Мы выходим из машины, и я беру её за руку, утягивая в сторону дожидающегося нас зрелища и звуков. Задорная поступь и улыбка, всё никак не спадающая с её лица, подсказывают мне, что такое свидание подходит ей гораздо больше в плане развлечения.

Пока мы идём вдоль пляжа, впереди маячит пирс, а её глаза привлекает огромное колесо обозрения, расположенное в самом его конце, с видом на раскинувшийся внизу голубой океан. Я видел его старую фотографию, вырезанную из журнала, которую она приклеила в своём альбоме.

— Мы идём туда? — она кивает наверх.

— Если хочешь, — говорю я нейтральным тоном. Не могу допустить, чтобы она узнала, в какое идиотское возбуждение меня это вгоняет. — Но для начала, я подумал, что мы можем устроить пикник на пляже. — Указываю на рюкзак, перекинутый через плечо.

— Это прекрасно, Коллинз. — Она поднимается на цыпочки и целует меня в щёку.
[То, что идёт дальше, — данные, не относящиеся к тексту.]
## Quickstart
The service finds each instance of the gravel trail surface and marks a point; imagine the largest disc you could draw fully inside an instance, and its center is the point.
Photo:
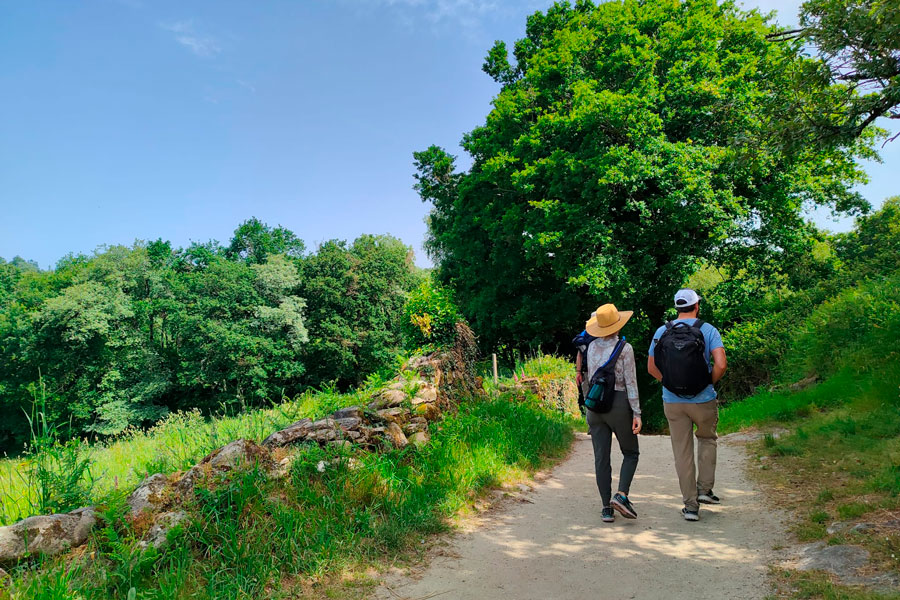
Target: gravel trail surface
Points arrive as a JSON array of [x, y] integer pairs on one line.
[[550, 543]]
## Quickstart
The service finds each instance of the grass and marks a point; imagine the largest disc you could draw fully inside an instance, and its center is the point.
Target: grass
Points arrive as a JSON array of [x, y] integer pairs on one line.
[[176, 443], [838, 455], [251, 537]]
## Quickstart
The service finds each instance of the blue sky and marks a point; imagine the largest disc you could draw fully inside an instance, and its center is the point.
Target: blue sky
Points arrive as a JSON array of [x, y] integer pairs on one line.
[[140, 119]]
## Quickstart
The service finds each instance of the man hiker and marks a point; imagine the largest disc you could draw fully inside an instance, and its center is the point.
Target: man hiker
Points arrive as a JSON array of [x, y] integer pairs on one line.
[[687, 356]]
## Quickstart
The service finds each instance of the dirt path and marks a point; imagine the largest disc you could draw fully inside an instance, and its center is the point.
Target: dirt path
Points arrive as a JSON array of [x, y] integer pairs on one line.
[[552, 545]]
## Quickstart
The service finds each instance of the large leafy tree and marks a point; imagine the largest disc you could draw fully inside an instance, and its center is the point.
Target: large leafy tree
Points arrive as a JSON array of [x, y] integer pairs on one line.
[[356, 295], [630, 142], [855, 78]]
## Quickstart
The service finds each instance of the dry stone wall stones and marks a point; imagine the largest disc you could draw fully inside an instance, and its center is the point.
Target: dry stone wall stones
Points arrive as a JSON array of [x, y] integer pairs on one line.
[[349, 412], [150, 494], [396, 436], [289, 434], [162, 525], [426, 393], [414, 425], [46, 534], [419, 439], [429, 411], [388, 399], [348, 423], [237, 453], [391, 415]]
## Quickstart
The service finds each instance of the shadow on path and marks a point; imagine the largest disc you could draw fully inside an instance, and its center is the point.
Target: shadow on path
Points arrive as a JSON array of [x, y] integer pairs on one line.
[[556, 546]]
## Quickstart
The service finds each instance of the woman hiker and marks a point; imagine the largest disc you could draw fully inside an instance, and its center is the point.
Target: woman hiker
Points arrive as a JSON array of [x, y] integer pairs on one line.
[[623, 419]]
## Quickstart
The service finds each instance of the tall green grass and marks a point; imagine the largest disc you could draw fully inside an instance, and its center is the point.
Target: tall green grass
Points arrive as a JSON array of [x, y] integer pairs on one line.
[[840, 456], [251, 537], [174, 444]]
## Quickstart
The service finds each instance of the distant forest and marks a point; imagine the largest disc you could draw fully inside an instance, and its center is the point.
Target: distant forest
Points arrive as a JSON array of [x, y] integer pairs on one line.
[[121, 337]]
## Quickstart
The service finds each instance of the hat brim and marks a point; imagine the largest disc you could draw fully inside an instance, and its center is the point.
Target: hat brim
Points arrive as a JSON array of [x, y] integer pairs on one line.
[[596, 330]]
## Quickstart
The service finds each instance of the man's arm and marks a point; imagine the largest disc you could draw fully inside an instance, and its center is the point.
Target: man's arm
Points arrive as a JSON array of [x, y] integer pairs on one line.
[[720, 363], [653, 369]]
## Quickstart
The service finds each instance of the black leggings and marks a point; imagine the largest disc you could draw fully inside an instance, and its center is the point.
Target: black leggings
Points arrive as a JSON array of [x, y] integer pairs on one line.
[[601, 427]]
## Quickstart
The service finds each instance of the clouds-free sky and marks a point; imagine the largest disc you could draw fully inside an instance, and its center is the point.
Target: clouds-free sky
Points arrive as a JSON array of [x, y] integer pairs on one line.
[[140, 119]]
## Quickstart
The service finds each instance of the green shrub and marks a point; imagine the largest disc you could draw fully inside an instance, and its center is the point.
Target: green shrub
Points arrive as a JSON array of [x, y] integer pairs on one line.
[[429, 318]]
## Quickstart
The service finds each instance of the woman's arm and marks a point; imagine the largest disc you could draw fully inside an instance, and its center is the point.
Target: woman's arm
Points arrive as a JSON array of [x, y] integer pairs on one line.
[[630, 372]]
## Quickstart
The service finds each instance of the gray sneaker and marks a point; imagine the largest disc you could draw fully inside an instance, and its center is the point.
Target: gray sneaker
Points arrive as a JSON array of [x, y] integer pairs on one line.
[[708, 498]]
Мы находим тихое местечко, вдали от туристов и посетителей. Из рюкзака я достаю одеяло и бутылку вина. Миа опускается на землю и зарывается в сумку, доставая оставшиеся заготовки, пока я открываю вино. Там она находит два пластиковых стакана, пачку крекеров, кусок сыра, свежие ягоды, нарезанное мясо и печенье.

— Ничего себе. Ты самый лучший бойфренд на земле. — Едва эти слова вырываются из её рта, как она накрывает губы ладошкой. — Прости.
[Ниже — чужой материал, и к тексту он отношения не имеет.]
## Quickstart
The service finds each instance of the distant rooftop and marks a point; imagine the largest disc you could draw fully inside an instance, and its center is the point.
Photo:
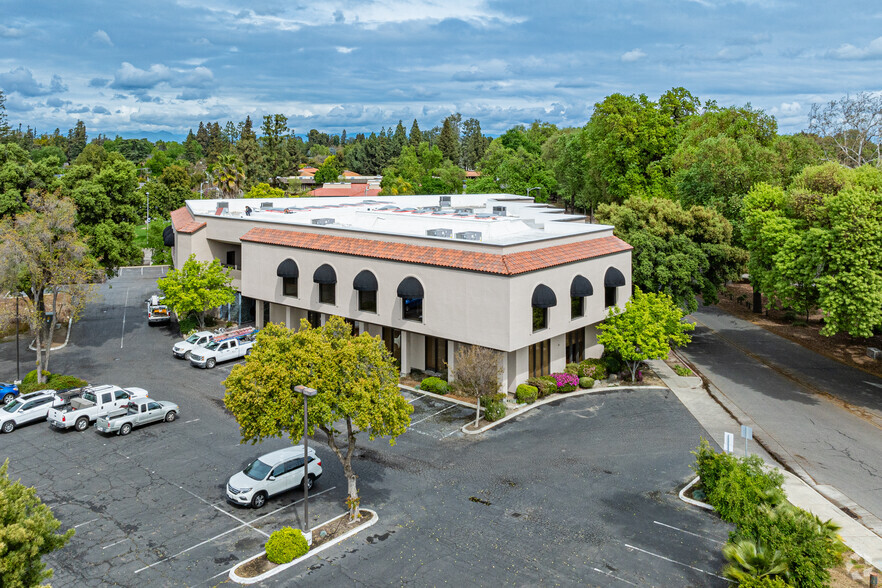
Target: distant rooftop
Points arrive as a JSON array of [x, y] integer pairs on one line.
[[499, 219]]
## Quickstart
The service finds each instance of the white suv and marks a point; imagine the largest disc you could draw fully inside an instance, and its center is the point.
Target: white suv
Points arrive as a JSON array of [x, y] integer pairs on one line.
[[271, 474]]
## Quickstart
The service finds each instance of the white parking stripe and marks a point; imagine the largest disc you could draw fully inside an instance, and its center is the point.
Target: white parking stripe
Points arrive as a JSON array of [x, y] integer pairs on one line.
[[610, 574], [679, 563], [432, 415], [691, 533]]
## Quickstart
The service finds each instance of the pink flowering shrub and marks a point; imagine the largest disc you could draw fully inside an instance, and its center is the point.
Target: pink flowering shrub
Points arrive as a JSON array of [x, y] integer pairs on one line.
[[566, 382]]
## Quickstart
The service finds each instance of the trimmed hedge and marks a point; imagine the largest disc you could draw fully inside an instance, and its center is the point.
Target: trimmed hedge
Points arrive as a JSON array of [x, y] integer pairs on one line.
[[435, 385], [494, 406], [286, 545], [544, 384], [526, 394]]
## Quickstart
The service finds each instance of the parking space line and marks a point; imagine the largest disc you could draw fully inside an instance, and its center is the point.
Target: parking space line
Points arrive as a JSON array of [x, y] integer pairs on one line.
[[610, 574], [218, 536], [679, 563], [432, 415], [690, 533]]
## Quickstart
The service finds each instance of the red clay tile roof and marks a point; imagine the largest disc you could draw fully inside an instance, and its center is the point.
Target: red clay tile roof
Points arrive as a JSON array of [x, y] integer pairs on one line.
[[492, 263], [184, 221]]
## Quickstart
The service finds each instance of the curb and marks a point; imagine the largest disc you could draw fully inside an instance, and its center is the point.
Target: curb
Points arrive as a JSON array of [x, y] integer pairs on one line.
[[692, 501], [554, 398], [278, 569]]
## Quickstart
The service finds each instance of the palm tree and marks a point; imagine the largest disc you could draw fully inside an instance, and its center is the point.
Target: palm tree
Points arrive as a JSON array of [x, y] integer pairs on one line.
[[751, 560]]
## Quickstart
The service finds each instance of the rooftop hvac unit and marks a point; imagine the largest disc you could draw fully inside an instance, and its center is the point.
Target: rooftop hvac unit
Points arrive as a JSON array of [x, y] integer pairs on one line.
[[469, 235]]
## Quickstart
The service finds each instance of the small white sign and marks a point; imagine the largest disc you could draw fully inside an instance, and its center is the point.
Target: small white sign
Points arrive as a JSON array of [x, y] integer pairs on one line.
[[729, 442]]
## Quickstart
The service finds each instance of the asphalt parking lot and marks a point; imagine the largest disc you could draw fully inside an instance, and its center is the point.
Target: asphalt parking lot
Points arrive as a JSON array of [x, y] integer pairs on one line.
[[582, 492]]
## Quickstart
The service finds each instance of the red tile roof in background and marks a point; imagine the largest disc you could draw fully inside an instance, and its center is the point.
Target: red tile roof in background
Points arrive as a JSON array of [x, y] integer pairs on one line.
[[184, 222], [492, 263]]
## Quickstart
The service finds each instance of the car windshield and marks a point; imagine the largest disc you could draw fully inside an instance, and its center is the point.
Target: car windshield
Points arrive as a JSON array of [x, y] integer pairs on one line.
[[12, 406], [256, 470]]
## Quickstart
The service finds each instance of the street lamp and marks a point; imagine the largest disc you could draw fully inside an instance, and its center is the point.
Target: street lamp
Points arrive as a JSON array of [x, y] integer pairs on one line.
[[307, 393]]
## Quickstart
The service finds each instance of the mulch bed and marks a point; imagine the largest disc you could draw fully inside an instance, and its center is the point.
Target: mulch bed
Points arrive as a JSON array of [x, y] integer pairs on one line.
[[261, 565], [737, 298]]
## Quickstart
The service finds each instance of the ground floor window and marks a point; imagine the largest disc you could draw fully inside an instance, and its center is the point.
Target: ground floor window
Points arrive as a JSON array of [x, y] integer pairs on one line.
[[540, 358], [436, 354], [392, 339], [576, 346]]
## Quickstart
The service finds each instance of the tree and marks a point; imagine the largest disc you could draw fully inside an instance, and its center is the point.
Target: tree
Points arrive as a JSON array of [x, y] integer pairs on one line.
[[850, 129], [356, 381], [328, 172], [476, 373], [27, 533], [650, 324], [43, 256], [684, 253], [197, 287]]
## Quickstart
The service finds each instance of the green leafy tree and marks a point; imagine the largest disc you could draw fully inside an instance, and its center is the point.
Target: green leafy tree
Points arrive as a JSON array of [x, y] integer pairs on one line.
[[197, 287], [647, 329], [43, 256], [356, 380], [684, 253], [27, 533]]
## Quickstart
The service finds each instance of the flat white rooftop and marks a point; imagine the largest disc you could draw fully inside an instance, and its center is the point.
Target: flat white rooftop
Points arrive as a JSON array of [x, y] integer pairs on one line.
[[498, 219]]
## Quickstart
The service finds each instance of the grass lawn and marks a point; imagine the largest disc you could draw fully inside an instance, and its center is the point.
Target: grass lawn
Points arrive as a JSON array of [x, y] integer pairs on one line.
[[141, 236]]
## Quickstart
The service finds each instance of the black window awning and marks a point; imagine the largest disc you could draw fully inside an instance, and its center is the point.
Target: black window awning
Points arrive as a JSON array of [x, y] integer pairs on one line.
[[613, 278], [325, 274], [581, 287], [543, 297], [410, 288], [365, 281], [288, 269]]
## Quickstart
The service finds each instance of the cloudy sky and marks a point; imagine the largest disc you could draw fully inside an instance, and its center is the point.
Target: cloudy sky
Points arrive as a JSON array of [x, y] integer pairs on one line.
[[128, 67]]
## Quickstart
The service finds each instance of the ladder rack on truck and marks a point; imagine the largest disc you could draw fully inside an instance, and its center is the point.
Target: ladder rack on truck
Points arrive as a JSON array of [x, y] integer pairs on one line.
[[235, 334]]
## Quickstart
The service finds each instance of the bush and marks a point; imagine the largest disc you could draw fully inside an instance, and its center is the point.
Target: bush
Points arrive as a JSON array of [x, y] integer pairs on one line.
[[565, 382], [286, 545], [592, 368], [526, 394], [435, 385], [545, 384], [494, 406]]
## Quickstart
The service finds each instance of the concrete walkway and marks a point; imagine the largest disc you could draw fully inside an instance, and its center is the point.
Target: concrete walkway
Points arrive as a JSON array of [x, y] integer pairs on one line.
[[718, 418]]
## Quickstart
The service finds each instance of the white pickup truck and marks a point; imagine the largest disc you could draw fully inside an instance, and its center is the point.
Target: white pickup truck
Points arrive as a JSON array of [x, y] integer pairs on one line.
[[92, 403], [182, 349], [219, 351]]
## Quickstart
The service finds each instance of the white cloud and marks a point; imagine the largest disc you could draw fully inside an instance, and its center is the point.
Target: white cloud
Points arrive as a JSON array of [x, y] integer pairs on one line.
[[633, 55], [102, 37], [848, 51]]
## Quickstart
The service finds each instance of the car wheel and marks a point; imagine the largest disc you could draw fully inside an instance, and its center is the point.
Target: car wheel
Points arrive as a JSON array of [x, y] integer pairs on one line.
[[259, 500]]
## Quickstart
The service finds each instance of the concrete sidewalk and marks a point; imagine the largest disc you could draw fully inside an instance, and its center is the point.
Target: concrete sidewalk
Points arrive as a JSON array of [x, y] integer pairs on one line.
[[717, 420]]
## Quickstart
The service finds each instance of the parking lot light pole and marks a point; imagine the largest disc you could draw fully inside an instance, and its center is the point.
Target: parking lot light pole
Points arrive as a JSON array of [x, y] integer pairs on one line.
[[307, 393]]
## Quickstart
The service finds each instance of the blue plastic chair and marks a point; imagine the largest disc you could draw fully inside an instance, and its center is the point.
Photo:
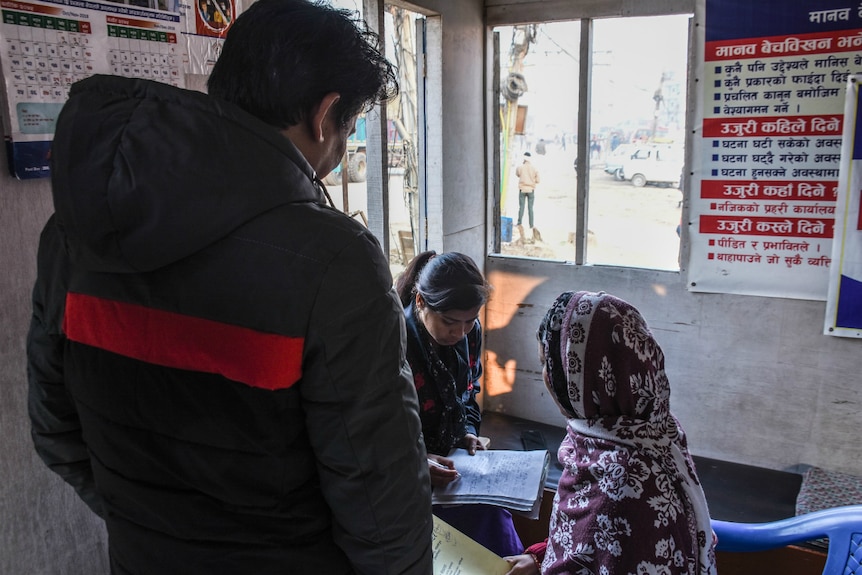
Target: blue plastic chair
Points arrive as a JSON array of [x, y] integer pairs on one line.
[[841, 525]]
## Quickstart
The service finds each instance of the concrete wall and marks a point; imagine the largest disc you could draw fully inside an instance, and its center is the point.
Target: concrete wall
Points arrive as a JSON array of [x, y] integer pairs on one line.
[[753, 380], [44, 527], [456, 124]]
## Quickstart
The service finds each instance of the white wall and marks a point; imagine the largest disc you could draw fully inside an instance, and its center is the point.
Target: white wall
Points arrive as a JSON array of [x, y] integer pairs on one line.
[[753, 380]]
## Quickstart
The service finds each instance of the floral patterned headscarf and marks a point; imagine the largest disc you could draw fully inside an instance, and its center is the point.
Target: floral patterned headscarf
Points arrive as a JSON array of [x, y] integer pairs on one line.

— Не нужно. Значит, вот кто я для тебя?

Она неторопливо кивает.

— Я... наверное.

— Хорошо. А ты — всё, что мне нужно. — Я наклоняюсь ближе, оставляя поцелуй на её губах. На вкус она как вино и клубника. Я хочу насладиться этим опьяняющим сочетанием и ей, забыв о том, что мы разложили перед собой.

Чувствую, как она гладит мою щёку и отстраняется через несколько минут.

— Нам лучше вести себя прилично. — Её взгляд падает на семью с крошечным ребёнком, расположившихся чуть дальше на пляже.

— Ладно, — ворчу я.

Она смеётся надо мной и закидывает себе в рот ещё одну ягодку.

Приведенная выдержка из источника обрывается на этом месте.